これほど誤算が重なるシーズンも珍しい。主に5番で起用され、34試合で打率2割7分2厘、7本塁打、14打点をマークしたスモークが15日に急きょ契約解除を申し出て球団側も受諾した。本人に説明を求めた大塚球団副代表によると、新型コロナ禍の影響で家族と過ごすことができず、今後も日本で同居生活が見込めないことが最大の要因。「家族愛は人一倍強かったのかな」とし「(家族なしで)残り4か月を過ごせない。周りの選手が一生懸命優勝を目指してやっているのに(中途半端な気持ちで)自分が入ることは申し訳ない」と詫びたという。

愛妻と3歳と6歳の愛娘を母国に残し、単身で異国の地を訪れてプレーを続けるのは酷だったのかもしれないが、チームに与えるダメージは計り知れない。18日からは7ゲーム差で追う首位・阪神と敵地・甲子園で3連戦。前半戦の大きな山場に向け、事前に二軍再調整を終えた丸の昇格も決まっていた。少しでも戦力を整える必要がある中での電撃退団。ついに球界関係者からは「今年の巨人はとにかくタイミングが悪い。『よーし、これから!』という時に必ずと言っていいほどブレーキがかかる。いっそのことおはらいをした方がいいんじゃないか?」との声まで上がった。

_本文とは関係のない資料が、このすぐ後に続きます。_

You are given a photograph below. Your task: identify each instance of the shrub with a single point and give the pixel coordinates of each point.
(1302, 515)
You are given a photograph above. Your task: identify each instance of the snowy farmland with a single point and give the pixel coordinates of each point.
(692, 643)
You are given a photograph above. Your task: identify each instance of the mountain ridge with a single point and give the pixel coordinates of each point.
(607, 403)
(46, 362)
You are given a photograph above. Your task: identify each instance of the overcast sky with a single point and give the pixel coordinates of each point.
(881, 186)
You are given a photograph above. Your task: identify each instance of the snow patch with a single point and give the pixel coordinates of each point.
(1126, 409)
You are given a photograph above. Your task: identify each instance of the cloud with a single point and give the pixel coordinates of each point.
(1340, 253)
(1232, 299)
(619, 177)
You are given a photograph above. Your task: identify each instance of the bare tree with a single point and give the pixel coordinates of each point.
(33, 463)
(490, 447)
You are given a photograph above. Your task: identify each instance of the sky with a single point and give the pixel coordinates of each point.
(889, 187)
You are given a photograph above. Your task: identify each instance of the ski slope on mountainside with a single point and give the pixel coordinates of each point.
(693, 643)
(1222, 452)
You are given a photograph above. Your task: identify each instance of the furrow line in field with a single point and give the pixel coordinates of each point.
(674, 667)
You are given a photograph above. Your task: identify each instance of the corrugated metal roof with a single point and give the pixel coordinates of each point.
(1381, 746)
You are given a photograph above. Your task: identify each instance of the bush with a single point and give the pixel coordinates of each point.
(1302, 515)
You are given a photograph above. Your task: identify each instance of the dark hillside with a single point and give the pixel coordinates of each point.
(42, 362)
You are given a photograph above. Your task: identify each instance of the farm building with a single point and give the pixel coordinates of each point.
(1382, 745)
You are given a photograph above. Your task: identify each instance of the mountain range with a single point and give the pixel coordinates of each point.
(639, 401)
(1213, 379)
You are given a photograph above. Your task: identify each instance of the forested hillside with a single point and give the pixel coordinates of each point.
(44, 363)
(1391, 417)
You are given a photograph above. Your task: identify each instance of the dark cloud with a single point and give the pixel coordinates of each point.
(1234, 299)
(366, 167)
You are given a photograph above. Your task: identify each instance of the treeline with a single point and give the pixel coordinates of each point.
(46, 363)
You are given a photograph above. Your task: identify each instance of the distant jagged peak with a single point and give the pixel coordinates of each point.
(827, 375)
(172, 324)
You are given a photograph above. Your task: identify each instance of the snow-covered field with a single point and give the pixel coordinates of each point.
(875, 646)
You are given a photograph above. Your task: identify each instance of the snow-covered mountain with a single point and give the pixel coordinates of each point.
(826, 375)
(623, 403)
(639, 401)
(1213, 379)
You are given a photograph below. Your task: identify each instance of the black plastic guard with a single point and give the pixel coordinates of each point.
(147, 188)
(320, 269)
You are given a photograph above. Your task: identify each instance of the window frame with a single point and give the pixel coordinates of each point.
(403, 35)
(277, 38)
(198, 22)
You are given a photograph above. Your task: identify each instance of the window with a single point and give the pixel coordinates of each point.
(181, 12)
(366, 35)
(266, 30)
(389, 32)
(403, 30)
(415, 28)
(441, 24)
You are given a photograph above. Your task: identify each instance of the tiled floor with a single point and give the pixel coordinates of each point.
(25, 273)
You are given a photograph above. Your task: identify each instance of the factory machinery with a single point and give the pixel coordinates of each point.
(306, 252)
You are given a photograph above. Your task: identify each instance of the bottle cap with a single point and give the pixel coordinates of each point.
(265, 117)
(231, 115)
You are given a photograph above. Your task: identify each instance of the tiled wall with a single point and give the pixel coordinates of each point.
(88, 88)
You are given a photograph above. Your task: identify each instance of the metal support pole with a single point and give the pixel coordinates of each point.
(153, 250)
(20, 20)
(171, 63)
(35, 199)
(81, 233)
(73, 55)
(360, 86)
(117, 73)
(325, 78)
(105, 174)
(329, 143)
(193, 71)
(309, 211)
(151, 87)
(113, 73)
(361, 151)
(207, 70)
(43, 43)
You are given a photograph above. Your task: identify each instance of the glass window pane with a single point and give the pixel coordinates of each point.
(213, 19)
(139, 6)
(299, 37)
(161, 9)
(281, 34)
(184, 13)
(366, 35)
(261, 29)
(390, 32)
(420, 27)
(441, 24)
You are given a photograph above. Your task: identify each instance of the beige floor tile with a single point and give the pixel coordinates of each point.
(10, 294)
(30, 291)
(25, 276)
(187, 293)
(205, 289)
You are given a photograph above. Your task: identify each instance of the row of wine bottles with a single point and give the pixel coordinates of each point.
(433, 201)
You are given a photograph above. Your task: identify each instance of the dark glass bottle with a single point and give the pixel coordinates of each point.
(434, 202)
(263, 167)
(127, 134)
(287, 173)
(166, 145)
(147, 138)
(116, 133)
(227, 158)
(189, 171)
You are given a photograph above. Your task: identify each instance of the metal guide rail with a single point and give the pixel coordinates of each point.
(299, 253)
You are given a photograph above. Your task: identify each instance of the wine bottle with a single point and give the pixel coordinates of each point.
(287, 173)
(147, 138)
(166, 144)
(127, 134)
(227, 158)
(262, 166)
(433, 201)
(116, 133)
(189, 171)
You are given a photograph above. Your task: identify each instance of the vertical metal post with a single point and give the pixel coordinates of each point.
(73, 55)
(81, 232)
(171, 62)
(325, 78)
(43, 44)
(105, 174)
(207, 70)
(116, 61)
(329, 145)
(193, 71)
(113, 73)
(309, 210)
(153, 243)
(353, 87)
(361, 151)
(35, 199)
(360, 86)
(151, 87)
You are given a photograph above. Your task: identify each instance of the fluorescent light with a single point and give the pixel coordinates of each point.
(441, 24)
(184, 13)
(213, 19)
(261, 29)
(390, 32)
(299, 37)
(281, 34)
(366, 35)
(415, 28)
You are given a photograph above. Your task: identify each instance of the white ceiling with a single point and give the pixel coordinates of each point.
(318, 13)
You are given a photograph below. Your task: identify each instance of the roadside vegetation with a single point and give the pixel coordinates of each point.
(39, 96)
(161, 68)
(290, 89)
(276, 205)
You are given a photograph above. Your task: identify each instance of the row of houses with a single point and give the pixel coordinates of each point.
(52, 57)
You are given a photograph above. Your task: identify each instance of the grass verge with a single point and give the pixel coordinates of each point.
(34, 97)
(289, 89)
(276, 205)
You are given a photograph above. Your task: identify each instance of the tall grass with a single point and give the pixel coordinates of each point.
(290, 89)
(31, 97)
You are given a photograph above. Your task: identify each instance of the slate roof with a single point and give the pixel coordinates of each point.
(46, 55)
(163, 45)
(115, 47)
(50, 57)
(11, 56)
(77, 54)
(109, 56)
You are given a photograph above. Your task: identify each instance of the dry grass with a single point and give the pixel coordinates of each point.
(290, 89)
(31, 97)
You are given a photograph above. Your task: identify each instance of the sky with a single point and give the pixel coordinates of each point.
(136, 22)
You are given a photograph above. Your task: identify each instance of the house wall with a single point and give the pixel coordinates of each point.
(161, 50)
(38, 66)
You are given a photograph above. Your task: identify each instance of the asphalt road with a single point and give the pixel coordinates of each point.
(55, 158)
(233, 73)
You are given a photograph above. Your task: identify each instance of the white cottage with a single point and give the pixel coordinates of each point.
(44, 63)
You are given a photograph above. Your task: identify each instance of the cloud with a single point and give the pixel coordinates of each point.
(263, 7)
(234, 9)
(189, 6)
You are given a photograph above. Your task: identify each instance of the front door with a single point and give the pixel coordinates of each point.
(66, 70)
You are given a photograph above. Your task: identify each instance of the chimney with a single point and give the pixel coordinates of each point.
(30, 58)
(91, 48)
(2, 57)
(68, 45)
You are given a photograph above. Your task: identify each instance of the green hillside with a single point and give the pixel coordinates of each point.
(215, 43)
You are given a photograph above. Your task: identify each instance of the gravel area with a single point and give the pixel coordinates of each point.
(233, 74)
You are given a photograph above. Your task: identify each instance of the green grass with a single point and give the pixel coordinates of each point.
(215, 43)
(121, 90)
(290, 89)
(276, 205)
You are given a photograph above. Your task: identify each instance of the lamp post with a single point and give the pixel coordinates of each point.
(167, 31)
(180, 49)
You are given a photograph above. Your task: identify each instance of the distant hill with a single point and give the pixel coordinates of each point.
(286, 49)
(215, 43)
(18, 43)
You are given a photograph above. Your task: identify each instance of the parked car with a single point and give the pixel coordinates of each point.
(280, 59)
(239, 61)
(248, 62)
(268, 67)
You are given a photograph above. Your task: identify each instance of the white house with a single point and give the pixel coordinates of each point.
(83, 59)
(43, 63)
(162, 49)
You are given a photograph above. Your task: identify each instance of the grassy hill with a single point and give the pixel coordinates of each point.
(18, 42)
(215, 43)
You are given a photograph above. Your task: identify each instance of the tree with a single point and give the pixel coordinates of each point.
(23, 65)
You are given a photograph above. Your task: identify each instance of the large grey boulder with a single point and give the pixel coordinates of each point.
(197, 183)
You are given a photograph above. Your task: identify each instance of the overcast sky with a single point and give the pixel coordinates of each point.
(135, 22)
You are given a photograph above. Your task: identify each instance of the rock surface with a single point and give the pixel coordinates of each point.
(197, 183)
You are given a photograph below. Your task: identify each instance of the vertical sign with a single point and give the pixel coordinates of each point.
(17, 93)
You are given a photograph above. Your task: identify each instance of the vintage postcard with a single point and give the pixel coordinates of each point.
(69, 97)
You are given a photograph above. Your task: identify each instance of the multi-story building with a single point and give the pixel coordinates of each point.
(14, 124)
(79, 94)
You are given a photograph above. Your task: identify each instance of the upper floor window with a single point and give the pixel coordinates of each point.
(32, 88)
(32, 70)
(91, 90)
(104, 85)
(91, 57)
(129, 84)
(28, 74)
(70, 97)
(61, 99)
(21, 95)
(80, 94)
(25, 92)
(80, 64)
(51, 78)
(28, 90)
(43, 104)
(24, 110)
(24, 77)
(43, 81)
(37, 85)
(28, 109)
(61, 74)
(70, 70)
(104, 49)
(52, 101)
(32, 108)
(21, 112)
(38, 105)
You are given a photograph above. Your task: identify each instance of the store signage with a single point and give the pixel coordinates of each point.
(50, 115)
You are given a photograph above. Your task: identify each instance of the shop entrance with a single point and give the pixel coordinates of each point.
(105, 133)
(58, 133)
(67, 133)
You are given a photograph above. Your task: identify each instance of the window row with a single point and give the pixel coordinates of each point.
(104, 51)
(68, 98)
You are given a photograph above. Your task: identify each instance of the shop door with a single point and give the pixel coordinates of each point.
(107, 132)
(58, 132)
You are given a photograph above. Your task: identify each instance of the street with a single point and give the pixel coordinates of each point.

確かに、ここまでの戦いを振り返ると、とことんツキに見放されている感は否めない。その始まりは、スモークとともに新加入したテームズの離脱だろう。4月27日のデビュー戦でいきなり右アキレス腱を断裂し、戦闘不能に陥った。また、コーチ陣を配置転換するほど息巻いた交流戦開幕の直前で、FA加入したリードオフマンの梶谷が左太もも裏を痛めて戦列を離れた。交流戦終盤には右手親指の骨折から坂本の1か月ぶり復帰が目前に迫った10日には、3番で奮闘していた吉川が死球を受けて左手を骨折。ようやくピースが揃いかけると、想定外のアクシデントに見舞われてショックが倍増する悪循環の連続だ。

こうなってくると「おはらい」などの〝見えない力〟に救いを求めるのも無理からぬ話だろう。球界ではケガ人が続出した際などに行われるケースも珍しくない。しかし、吉川離脱後の原監督は「おはらい? おはらいしたばっかりだ」とポツリ。すでに打てる手は打っていたわけだ。しかも「良い物も飛んでいっちゃうよ」と、再度のおはらいには消極的な姿勢を打ち出していた。

リーグV3の前に立ちはだかる呪いにも似た困難の連続。スモークの帰国に原監督は「本人は相当な決断だったと思いますよ。こっちはそれを受け止めていくしかないですね」と冷静に語った。卓越した手腕で数々の修羅場を乗り越えてきた指揮官は、どんな〝妖術〟で立ち向かうのか。